EU Offers Uzbek Reporters In-Country Training

EU Offers Uzbek Reporters In-Country Training

Tuesday, 6 March, 2007
IWPR

IWPR

Institute for War & Peace Reporting

A large European Union-funded project to train journalists in Uzbekistan is unlikely to improve press freedom given the government’s tight rein on the media, even though individual journalists will pick up valuable skills.



The Tashkent-based International Centre for the Advanced Training of Journalists has launched a three-year project which sets out to train 600 journalists, 300 journalism students and 150 spokespersons, according to AFP news agency reports last week.



The one million euro project funded by the European Union and implemented in conjunction with Germany’s Konrad Adenauer Foundation, will also establish two schools for young journalists in Bukhara and Urgench.



In remarks made on February 21, Gregor Ryssel, regional representative of the Konrad Adenauer Foundation, said the objective would be to improve journalists’ professionalism and strengthen ties between politicians, state institutions and the press.



Despite the media freedom problems in Uzbekistan, representatives of the Konrad Adenauer Foundation told NBCentralAsia that the EU is confident of success.

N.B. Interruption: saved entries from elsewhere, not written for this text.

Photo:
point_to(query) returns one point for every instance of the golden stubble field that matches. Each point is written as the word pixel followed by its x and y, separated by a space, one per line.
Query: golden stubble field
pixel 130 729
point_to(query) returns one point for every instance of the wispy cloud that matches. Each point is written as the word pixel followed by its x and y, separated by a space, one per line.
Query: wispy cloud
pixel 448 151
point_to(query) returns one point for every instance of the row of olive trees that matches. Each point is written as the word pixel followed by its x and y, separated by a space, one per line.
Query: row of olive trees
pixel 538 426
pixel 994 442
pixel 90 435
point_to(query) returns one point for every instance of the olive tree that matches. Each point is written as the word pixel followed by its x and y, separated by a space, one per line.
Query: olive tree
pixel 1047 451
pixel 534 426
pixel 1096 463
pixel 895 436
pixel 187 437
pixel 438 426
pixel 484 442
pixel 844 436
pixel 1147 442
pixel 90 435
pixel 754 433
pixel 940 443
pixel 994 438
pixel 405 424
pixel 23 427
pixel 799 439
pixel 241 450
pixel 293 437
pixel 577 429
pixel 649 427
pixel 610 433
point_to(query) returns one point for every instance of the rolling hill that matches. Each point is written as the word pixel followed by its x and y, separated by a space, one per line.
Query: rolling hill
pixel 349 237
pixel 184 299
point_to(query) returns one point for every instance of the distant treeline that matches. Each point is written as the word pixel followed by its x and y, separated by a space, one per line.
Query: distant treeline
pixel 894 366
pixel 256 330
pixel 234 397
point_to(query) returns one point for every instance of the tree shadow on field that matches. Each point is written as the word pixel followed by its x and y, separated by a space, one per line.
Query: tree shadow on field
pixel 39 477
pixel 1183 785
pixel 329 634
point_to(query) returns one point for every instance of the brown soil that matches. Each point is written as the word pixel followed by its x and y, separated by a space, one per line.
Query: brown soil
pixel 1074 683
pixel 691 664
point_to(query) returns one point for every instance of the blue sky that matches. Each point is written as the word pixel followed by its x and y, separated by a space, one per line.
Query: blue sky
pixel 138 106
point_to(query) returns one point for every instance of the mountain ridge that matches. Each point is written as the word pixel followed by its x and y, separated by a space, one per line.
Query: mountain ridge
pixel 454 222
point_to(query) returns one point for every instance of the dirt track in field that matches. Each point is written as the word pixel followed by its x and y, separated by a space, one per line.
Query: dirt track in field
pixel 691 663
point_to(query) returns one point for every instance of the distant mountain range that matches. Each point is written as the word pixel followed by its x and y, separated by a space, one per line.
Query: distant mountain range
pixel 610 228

Obid Shabanov, Bukhara-based journalist and head of Reporter, a journalists’ club, said, “I have attended training courses run by the International Centre and I am sure it is capable of achieving the project goals,” said Shabanov.



But according to political observer Anvar Muminov, journalists who work for the state in Uzbekistan will find it difficult to apply their training in practice.



Quality journalism has nothing to do with a reporter’s skill or their links to government press officers, and everything to do with the restrictions imposed by their organisation, he said.



“No matter how often press officers and journalists visit other countries [for training], there is one owner of the local press and it doesn’t need anyone’s skills,” said Muminov.



Nidoi Mazlum, a correspondent at the internet media outlet Turonzamin, says it is unlikely that media projects will be able to change the long-established tradition where the authorities decide what information is to be made public.



“The importance of a piece of information is defined not by journalists, but by state agencies that decide by themselves whether or not to release it. No project is going to change these established rules,” he said.



(News Briefing Central Asia draws comment and analysis from a broad range of political observers across the region.)